Six out of 10 potential employment claimants have been shut out of the system due to the introduction of tribunal fees, the president of the employment tribunals has said.
Giving evidence to the justice committee on employment tribunal fees, Judge Brian Doyle said he was concerned that 60% of claimants who entered into early conciliation have not managed to settle their potential claim through mediation or presented it to the tribunal.
He said the Advisory, Conciliation and Arbitration Service (Acas) has found evidence that these people may have been dissuaded from pursuing a claim because of the prospect of fees.
Doyle added that the fees have also not improved the take-up of judicial mediation conducted by the employment tribunal.
'We consider that the introduction of fees has had an adverse effect upon access to justice,’ he said.
The most obvious cases that have been affected, he added, are the short-track and standard-track cases, as the £390 fee is a considerable investment in proportion to the relatively moderate sums at stake.
Doyle suggested that the fees should be reclassified and recalibrated, such as by creating a three-track system that would charge different fees for short-track, standard-track and open-track cases.
He also recommended further charging points to encourage efficiencies, such as a fee when a case management hearing is held, and making respondents liable to pay response fees and hearing fees.
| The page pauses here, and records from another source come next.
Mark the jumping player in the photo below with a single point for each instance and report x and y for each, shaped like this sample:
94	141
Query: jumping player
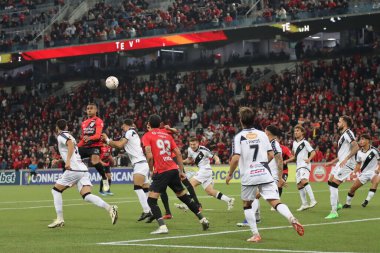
90	141
76	172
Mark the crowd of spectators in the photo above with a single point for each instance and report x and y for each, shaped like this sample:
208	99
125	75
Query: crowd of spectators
204	104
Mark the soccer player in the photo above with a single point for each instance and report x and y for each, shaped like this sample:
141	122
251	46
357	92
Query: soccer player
90	143
347	148
76	172
201	155
106	160
303	153
252	151
368	162
132	145
158	148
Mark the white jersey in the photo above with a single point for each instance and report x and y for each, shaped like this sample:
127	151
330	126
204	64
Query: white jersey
133	146
369	160
253	146
76	163
201	157
276	150
344	147
301	150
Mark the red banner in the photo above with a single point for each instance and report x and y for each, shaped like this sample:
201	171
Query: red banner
125	45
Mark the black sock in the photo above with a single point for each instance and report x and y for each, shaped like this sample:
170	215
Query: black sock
165	201
192	205
155	209
191	191
100	170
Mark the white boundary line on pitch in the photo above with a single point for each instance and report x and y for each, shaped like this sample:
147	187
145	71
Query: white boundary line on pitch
225	248
133	198
232	231
52	206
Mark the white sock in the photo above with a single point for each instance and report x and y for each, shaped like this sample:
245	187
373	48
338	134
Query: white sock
303	196
334	195
143	200
57	196
348	200
223	197
97	201
310	192
370	195
257	213
284	211
250	217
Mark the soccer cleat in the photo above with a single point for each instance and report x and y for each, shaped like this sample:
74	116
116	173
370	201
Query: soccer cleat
143	216
109	193
114	214
150	219
56	224
297	226
313	204
167	217
254	238
332	215
181	206
205	223
161	230
106	186
302	208
230	204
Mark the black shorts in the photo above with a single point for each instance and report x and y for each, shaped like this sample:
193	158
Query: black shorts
168	178
285	176
88	152
107	169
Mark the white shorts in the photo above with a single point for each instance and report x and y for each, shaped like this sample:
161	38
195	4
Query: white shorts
366	177
267	191
302	173
69	178
341	174
204	177
142	169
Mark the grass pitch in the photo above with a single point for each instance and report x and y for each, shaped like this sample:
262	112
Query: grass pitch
25	212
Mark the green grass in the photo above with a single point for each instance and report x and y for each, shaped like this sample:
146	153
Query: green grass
25	212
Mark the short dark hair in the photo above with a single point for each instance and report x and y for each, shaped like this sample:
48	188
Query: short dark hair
365	136
247	116
128	122
274	130
193	138
154	121
348	120
61	124
301	128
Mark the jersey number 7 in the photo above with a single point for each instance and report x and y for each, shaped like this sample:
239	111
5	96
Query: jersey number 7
255	148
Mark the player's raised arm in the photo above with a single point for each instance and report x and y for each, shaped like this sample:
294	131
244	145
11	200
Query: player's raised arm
70	152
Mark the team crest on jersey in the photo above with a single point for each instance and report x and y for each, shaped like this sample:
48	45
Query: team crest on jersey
251	136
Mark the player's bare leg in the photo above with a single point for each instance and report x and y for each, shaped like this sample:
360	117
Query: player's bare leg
351	193
138	181
374	183
284	211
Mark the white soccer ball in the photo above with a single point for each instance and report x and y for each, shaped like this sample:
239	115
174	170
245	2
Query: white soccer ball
112	82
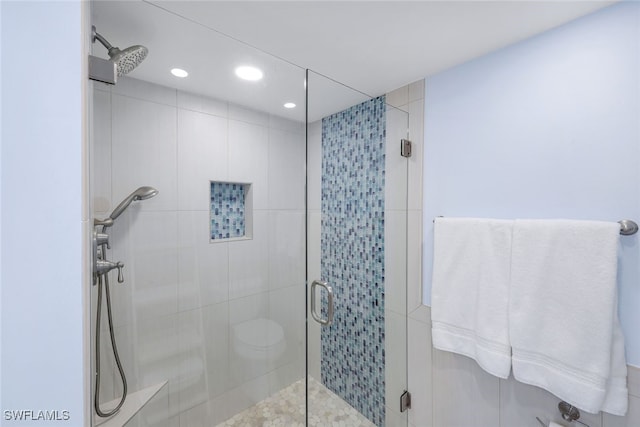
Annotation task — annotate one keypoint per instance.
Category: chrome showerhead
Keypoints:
(126, 59)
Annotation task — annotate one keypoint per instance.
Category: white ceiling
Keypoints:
(373, 46)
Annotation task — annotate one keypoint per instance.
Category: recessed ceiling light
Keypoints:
(246, 72)
(179, 72)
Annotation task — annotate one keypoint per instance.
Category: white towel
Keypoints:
(470, 290)
(562, 312)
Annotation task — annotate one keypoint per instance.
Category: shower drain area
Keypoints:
(287, 408)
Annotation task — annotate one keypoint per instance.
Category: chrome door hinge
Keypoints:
(405, 148)
(405, 401)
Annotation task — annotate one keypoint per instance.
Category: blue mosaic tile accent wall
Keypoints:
(227, 210)
(352, 238)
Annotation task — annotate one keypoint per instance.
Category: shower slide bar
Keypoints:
(627, 227)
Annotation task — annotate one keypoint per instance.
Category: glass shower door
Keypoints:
(356, 257)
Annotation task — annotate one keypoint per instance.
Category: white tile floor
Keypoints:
(286, 408)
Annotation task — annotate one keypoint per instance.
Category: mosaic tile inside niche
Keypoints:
(352, 255)
(227, 210)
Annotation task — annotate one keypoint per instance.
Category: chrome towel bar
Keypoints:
(627, 227)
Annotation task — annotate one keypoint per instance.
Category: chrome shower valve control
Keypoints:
(103, 267)
(102, 239)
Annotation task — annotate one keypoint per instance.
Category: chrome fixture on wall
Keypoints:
(121, 61)
(101, 268)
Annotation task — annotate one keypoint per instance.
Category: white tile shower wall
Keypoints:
(445, 387)
(182, 295)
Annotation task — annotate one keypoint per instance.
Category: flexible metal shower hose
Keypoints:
(100, 413)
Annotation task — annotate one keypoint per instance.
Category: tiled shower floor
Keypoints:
(286, 408)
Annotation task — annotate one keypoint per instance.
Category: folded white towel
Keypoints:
(470, 290)
(562, 312)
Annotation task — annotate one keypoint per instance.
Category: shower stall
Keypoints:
(264, 283)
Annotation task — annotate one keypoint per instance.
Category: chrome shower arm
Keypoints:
(96, 36)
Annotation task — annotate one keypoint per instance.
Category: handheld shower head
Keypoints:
(142, 193)
(126, 59)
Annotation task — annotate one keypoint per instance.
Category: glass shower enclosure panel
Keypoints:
(356, 257)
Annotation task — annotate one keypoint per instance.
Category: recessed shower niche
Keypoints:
(230, 212)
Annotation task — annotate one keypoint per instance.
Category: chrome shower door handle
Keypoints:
(317, 317)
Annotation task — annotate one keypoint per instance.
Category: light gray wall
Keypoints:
(546, 128)
(43, 217)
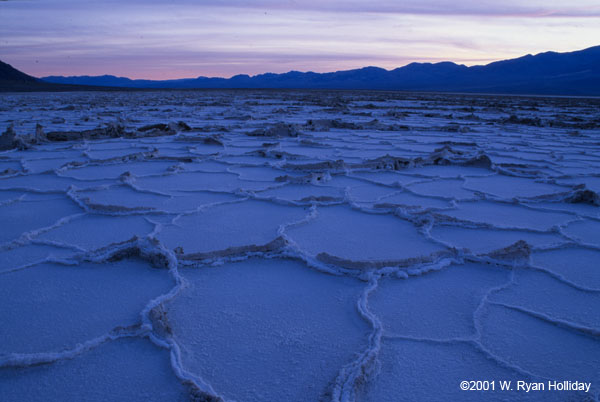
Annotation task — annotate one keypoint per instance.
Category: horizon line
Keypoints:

But consultancy Peninsula Business Services argued that the introduction of fees has helped to deter claims that had no genuine prospect of success, and has led to a reduction in cases where a small economic settlement is the goal.
It said: ‘We have seen no examples of a matter raised in early conciliation, where the claimant had an arguable case but settlement could not be achieved, not continuing to tribunal as a result of fees.’
As evidence it said that the drop in tribunal claims has not led to a commensurate increase in claims in alternative jurisdictions such as civil courts, where fees are lower.
Its response also said that where claimants have no income and therefore do not have to meet the fees personally, companies are still finding themselves defending ‘unmeritorious claims’.
‘This suggests that it is not that fees are preventing people with valid claims from accessing justice, but that they are discouraging claims being pursued solely with the goal of achieving a financial settlement.’
It added: ‘The fees help to remind claimants that litigation should be a last resort and help to encourage the use of alternative dispute resolution.’